How to Profit From the Right to be Forgotten (Operators are Standing By!)

 Search Engines are on Board

After setting up a request form, receiving tens of thousands of requests in the first day(s), and sending those requests through its review process, Google has now begun to remove information from its search results.   The court said Google had to do it, Google set up a process to do it, that process is free and even relatively quick. 

Not the end of the issue, unfortunately.  Google isn’t the only search engine out there, which means that information may still appear in the results of other search engines.  Other search engines are said to be developing similar processes in order to comply with the court’s interpretation, so that may help. Ultimately, however, even if all commercial search engines adopt this protocol, there are still other sites that are themselves searchable. 

Searching within an individual site

This matters because having a link removed from search results doesn’t get rid of the information, it just makes it harder to find.  No denying that this is helpful -- a court decision or news article from a decade ago is difficult to discover unless you know what you’re looking for, and without a helpful central search overview such things will be more likely to remain buried in the past.  Some partial return to the days of privacy through obscurity one might say. 

The Google decision was based on the precept that the actions of a search engine in constantly trawling the web meant that it did indeed collect, retrieve, records, organizes, discloses and stores information and accordingly does fall into the category of data control.  When an individual site allows users to search the content on the site, this same categorization does not apply.  Accordingly, individual sites will not be subject to the obligation (when warranted) to remove information from search results on request. 

If we take it as written that everything on the Internet is ultimately about either sex or money (and of course cats), then the big question is, of course, how this can be commodified?  And some sites have already figured that out. 
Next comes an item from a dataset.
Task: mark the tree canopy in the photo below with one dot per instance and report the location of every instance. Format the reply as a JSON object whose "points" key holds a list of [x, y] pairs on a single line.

Here’s What We Can Offer You

Enter Globe 24h, a self-described global database of public records: case law, notices and clinical trials.  According to the site, this data is collected and made available because:

[w]e believe information should be free and open. Our goal is to make law accessible for free on the Internet. Our website provides access to court judgements, tribunal decisions, statutes and regulations from many jurisdictions. The information we provide access to is public and we believe everyone should have a right to access it, easily and without having to hire a lawyer. The public has a legitimate interest in this information — for example, information about financial scams, professional malpractice, criminal convictions, or public conduct of government officials. We do not charge for this service so we pay for the operating costs of the website with advertising.


A laudable goal, right? 

The public records that are held by and searchable on the site contain personal information, and the site is careful to explain to users what rights they have over their information and how to exercise them.  Most notably, the site offers clear and detailed explanation of how a user may request that their personal information be removed from the records – mailing a letter that includes personal information, pinpoint location of the document(s) at issue, documentary proof of identity, a signature card, an explanation of what information is requested to be removed and why.  This letter is sent to a designated address (and will be returned if any component of the requirements is not met) and after a processing time of up to 15 days.  Such a request, it is noted, may also involve forwarding of the letter and its personal information to data protection authorities.

But Wait, There’s More!!

Despite their claims that they bear the operating costs themselves (the implication being that they do so out of their deep commitment to access to information) the site does have a revenue stream.  

Yes, for the low low price of €19 per document, the site will waive all these formalities and get your information off those documents (and out of commercial search engine caches as well) within 48 hours.  Without providing a name, address, phone number, signature, or identification document.  No need to be authenticated, no embarrassing explanation of why you want the information gone, no risk of being reported to State authorities, the ease of using email and no risk of having your request ignored or fail to be acted upon.  It’s even done through PayPal, so it can theoretically be done completely anonymously. 

If the only way to get this information removed were to pay the fee, the site would fall foul of data protection laws, but that’s not the case here.  You don’t have to pay the money.  That said, the options are set up so that one choice seems FAR preferable to the other….and it just happens to be the one from which the site profits. 

There you have it – the commodification of the desire to be forgotten.   Expect to see more approaches like this one. 

My takeaway?  It’s not really possible to effectively manage what information is or isn’t available.  Removing information entirely, removing it from search engine results, redacting it from documents or annotating it in hopes of mitigating its effect – in the long run information is out there and, if it is accurate, is likely going to be found and become incorporated into a data picture/reputation of a given individual.